American Eagle Outfitters, Inc. (NYSE:AEO) is a very popular fashion retailer. The company has consistently produced highly fashionable apparel for the last few decades. In addition, the company has a good balance sheet that can withstand unexpected market events. To add to that, the stock of the company appears to be very cheap and undervalued, in relation with the underlying fundamentals of the company.
Over the last few years, American Eagle has faced fierce competition from the rest of the industry. However, there is no indication that American Eagle has lost the fashion war. To maintain its market share, the company has resorted to heavy discounting, but has maintained the quality of its apparel. Here are a few factors that explore American Eagle's viability as an investment:
Is American Eagle still relevant?
It is interesting that some in the market have already written off American Eagle Outfitters. However, there is no legitimate reason for why the company would no longer be popular among customers. The company's fashion sense and forwardness have remained the same, and its earnings, although not as high as before, are rising fast. For instance, one of the major current fashion trends is the contrasting sleeve. On its part, the American Eagle website shows a great amount of application of this trend. As more customers recognize the high fashion quotient of American Eagle, the company will start to see the results.
The Gap, Inc.(NYSE:GPS), on the other hand, has already had a turnaround. Its apparel is starting to be appreciated again, after years of lagging. However, Gap Inc., which owns Gap stores, Banana Republic and Old Navy have a history of losing its way in fashion. Conversely, American Eagle's clothing has remained rather consistent. Such consistency would help American Eagle as the economy improves.
American Eagle has consistently displayed its good sense of fashion trends and its ability to survive in tough times. Although American Eagle faces tougher competition, and is bogged down by lower teen spending, these trends can only last so long. Eventually, the economy does get better, and the companies offering the best products do benefit.
American Eagle has seen sluggish growth over the last few years. The revenues remained stagnant for a period after the recession, but they have now achieved normal growth. Even though the company's revenues are much above the levels in 2007, the earnings are 40% lower. The reason for this is a decrease in gross margins. Abercrombie & Fitch Co, (NYSE:ANF) has suffered the same fate. Its revenues are 30% higher than those in 2007, but the earnings are 40% lower.
Fashion brands have, as yet, been unable to raise the prices for their merchandise due to weak retail spending. In addition, competition has led to heavy discounts on apparel that shave away the margins even further. As retail spending pick up, the margins at the retailers would spike up and make up for the lousy earnings they've had in the last few years. Retail spending levels are usually an indicator of the consumer sentiment, and both rise and fall together.
American Eagle has a high equity to assets ratio. Equity forms almost 70% of the assets, thus, signaling low leverage and credit risk. In addition, the company's current ratio is at 2.5, and can be considered sufficiently high. Current ratio of a company helps depict short-term liquidity in relation with short-term liabilities.

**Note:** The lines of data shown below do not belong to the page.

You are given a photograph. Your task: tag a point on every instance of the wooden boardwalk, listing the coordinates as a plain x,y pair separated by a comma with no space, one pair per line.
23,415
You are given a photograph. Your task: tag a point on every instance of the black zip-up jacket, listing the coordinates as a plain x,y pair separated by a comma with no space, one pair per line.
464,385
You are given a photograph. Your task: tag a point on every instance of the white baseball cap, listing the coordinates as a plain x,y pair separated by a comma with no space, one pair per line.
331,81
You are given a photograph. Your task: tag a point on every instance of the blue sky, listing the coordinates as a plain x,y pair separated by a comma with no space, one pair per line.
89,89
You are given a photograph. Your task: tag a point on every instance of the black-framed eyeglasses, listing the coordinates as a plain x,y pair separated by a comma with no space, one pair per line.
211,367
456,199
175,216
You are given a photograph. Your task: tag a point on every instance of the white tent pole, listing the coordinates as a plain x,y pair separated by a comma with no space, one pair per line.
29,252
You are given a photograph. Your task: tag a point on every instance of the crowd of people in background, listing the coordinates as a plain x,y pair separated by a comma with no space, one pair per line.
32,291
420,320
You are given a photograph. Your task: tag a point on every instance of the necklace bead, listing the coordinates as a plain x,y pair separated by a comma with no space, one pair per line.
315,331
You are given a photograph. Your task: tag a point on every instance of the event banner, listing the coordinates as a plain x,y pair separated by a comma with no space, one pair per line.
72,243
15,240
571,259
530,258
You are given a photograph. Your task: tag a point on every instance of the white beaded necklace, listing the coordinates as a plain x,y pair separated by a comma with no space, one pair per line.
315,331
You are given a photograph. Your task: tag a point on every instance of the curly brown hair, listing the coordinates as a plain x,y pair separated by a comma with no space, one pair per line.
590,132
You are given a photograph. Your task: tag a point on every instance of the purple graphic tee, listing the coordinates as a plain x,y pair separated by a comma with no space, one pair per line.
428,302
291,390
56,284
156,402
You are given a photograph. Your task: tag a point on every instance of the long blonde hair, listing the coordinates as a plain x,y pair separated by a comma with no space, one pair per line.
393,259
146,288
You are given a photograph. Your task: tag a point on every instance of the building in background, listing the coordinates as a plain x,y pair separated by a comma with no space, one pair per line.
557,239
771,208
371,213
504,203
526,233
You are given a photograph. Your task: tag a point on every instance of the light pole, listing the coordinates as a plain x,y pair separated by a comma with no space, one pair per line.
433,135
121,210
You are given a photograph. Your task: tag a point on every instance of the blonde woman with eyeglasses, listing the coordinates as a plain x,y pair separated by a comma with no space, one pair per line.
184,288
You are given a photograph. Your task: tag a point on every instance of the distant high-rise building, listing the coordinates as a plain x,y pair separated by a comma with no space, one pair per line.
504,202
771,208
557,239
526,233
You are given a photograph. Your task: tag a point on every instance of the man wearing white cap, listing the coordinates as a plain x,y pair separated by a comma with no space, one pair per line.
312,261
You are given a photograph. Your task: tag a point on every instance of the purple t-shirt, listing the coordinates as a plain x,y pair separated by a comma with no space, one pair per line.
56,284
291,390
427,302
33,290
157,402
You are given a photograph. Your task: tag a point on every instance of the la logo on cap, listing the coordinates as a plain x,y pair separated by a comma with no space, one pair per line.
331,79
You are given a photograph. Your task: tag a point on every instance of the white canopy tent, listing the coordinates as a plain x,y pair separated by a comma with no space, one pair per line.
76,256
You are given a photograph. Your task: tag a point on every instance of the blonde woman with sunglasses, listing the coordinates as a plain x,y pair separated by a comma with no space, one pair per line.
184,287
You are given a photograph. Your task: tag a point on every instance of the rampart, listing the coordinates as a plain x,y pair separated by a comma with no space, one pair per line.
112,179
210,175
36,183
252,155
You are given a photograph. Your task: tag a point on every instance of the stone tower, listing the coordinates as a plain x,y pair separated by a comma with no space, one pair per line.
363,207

Conversely, Gap has a much lower Equity to Assets ratio; equity forms only 38% of total assets. Although, this is not alarming, it suggests higher sensitivity toward losses. A high proportion of debt on the balance sheet increases the burden of interest payments, and can cause problems with the refinance of debt during an economic crisis.
American Eagle has a relatively low P/E ratio, at 13.57. The market has been less than upbeat about retail stocks in general, and American Eagle is no exception. Since the earnings are much below the levels in 2007, the stock has a lot of possible upside. In addition, the fundamentals of the company are little changed since 2007, and thus, there is no reason to expect the company not to reach those levels again. The stock also carries a handsome dividend yield of 3.29%.
Abercrombie & Fitch's stock is in almost the same position as American Eagle's. The company's P/E ratio is at 13.83, and its earnings seem depressed in relation to the pre-recession numbers.
On the other hand, Gap's EPS is at its highest level, and its P/E ratio (ttm) is relatively higher than others', at 16.37. This makes the company less undervalued than both American Eagle and Abercrombie & Fitch.
American Eagle's undervalued stock has created a huge opportunity for long-term investors. Those investors who recognize the company's inherent value can make a long-term bet on its survival and profitability.
American Eagle has maintained its vitality as a fashion brand. The company continues to manufacture apparel that is trendy. However, tough competition has lowered its gross margins and caused the market to lose faith in its long-term profitability. Since there is no viable justification for such pessimism, we must conclude that the company is likely to gain favor with investors again. In the meantime, American Eagle's stock could be purchased at a low price. Value investors should definitely consider an investment in American Eagle.
Disclosure: I have no positions in any stocks mentioned, and no plans to initiate any positions within the next 72 hours. I wrote this article myself, and it expresses my own opinions. I am not receiving compensation for it (other than from Seeking Alpha). I have no business relationship with any company whose stock is mentioned in this article.